Symboliquement réinstallés courant juin 2007, les 23 préfets et 296 sous-préfets réaffectés dans la moitié nord du pays n’ont jusqu’ici pas regagné leurs postes, attendant la réhabilitation de leurs bureaux et domiciles saccagés, occupés par des rebelles ou en ruine pour la majorité.
Et la population attend, en espérant que l’apaisement des esprits nourri par l’accord de paix du 4 mars dernier favorisera la réunification attendue.
"Il y a eu beaucoup d’évolution dans le comportement des jeunes combattants rebelles. Au début, ils tabassaient les transporteurs qui ne se soumettaient pas à leur loi, mais aujourd’hui, ils sont moins violents", note Georges.
Mais la relative accalmie ne sourit pas encore aux commerçants et transporteurs, qui ne cessent de déplorer la faiblesse du pouvoir d’achat.
"Avant la crise, on pouvait faire au moins quatre voyages entre Béoumi et Bouaké par jour pour une recette de 16.000 francs CFA. Aujourd’hui, c’est seulement la moitié", note Georges, avant d’arriver à Béoumi, où il présente son "laissez-passer permanent" aux soldats rebelles postés à l’entrée de la ville.
Le long de la rue principale, la seule voie bitumée de la ville, Karim Diabagaté, 22 ans, Drissa Ouattara, 23 ans, et Lassina Sangaré, 24 ans, confectionnent un ensemble féminin dans leur atelier de 3 mètres carrés.
Et ne cachent pas leur mécontentement. "On est fatigué. Avec la crise, les clients se font très rares", se plaint Drissa, surnommé "Rougeot" pour son teint d’albinos, en réclamant lui aussi le retour des fonctionnaires.

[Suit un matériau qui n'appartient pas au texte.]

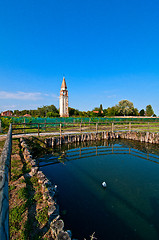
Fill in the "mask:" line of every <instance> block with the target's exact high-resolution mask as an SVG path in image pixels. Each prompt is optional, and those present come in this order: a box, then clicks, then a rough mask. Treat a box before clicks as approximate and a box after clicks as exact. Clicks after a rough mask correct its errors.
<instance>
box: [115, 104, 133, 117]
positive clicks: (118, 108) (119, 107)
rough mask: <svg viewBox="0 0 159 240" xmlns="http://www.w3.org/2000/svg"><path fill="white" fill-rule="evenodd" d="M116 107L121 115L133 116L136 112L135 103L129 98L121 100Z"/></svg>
mask: <svg viewBox="0 0 159 240" xmlns="http://www.w3.org/2000/svg"><path fill="white" fill-rule="evenodd" d="M116 109H117V113H118V115H120V116H131V115H133V113H134V104H133V103H132V102H130V101H128V100H121V101H120V102H119V103H118V105H116Z"/></svg>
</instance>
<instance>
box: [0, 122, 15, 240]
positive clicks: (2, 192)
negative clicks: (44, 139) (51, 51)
mask: <svg viewBox="0 0 159 240" xmlns="http://www.w3.org/2000/svg"><path fill="white" fill-rule="evenodd" d="M11 151H12V125H10V127H9V131H8V134H7V138H6V141H5V144H4V148H3V151H2V154H1V157H0V239H3V240H8V239H9V196H8V175H9V173H10V159H11Z"/></svg>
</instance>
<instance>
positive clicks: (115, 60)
mask: <svg viewBox="0 0 159 240" xmlns="http://www.w3.org/2000/svg"><path fill="white" fill-rule="evenodd" d="M63 76H65V79H66V83H67V86H68V91H69V105H70V107H74V108H77V109H79V110H92V109H93V108H94V107H97V106H99V105H100V104H103V107H104V108H107V107H111V106H113V105H115V104H117V103H118V102H119V101H120V100H122V99H128V100H129V101H132V102H133V103H134V106H135V107H137V108H138V109H139V110H141V109H142V108H144V109H145V107H146V105H148V104H151V105H152V107H153V109H154V111H155V113H156V114H157V115H159V97H158V95H159V1H158V0H129V1H128V0H14V1H13V0H1V1H0V111H3V110H7V109H12V110H14V109H36V108H37V107H40V106H43V105H51V104H54V105H55V106H56V107H59V103H58V101H59V99H58V96H59V91H60V87H61V83H62V78H63Z"/></svg>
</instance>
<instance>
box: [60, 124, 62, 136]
mask: <svg viewBox="0 0 159 240" xmlns="http://www.w3.org/2000/svg"><path fill="white" fill-rule="evenodd" d="M61 135H62V125H61V123H60V138H61Z"/></svg>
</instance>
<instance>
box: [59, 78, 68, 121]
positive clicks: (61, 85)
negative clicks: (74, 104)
mask: <svg viewBox="0 0 159 240" xmlns="http://www.w3.org/2000/svg"><path fill="white" fill-rule="evenodd" d="M60 117H69V113H68V90H67V86H66V81H65V78H64V77H63V81H62V85H61V91H60Z"/></svg>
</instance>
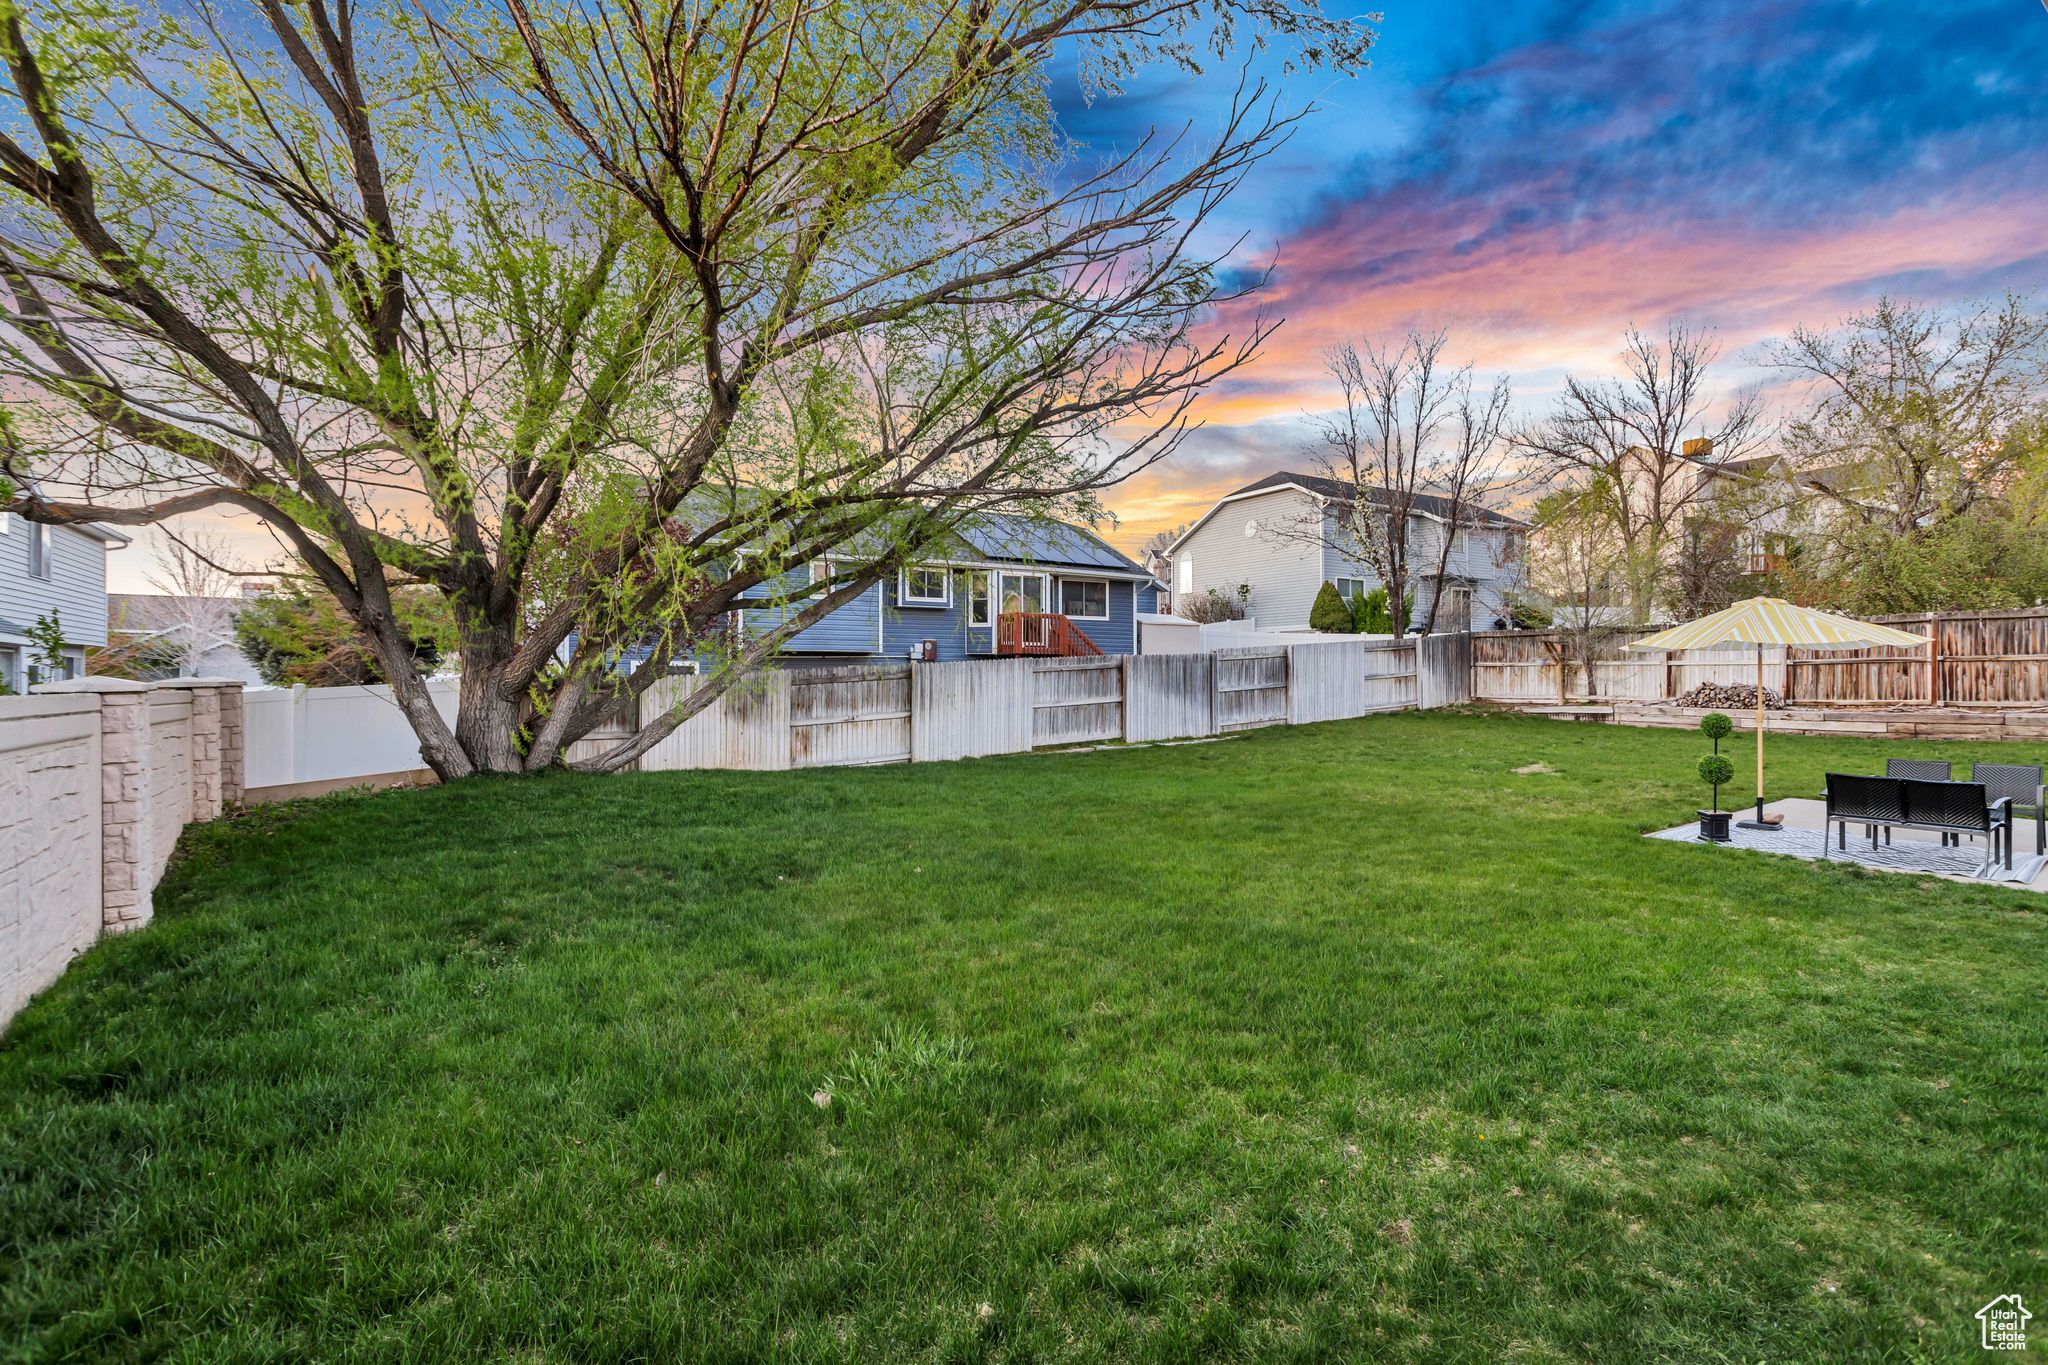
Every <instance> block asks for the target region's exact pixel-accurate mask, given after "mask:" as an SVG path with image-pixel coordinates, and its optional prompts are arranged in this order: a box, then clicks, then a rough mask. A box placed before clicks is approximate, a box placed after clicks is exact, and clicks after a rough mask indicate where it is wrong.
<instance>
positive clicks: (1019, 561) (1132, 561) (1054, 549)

Karim espère de son côté la fin prochaine du système des taxes et pourboires mis en place par les rebelles. "Aujourd’hui, on gagne juste de quoi se nourrir. Mais jusqu’à quand allons-nous tenir?", s’interroge-t-il.
Dans la ville voisine de Sakassou, à 39 km au sud, Jean-Luc N’Guessan, 22 ans, et son ami Romaric Konan, 24 ans, semblent quelque peu résignés, après cinq ans de crise dont trois passés sans aller à l’école.
"Il n’y a pas d’amélioration" depuis 2002, affirme Jean-Luc; dont les amis sont tous partis rejoindre l’université en zone gouvernementale. "Mais toute chose à une fin, c’est cela notre espoir", glisse-t-il mélancoliquement.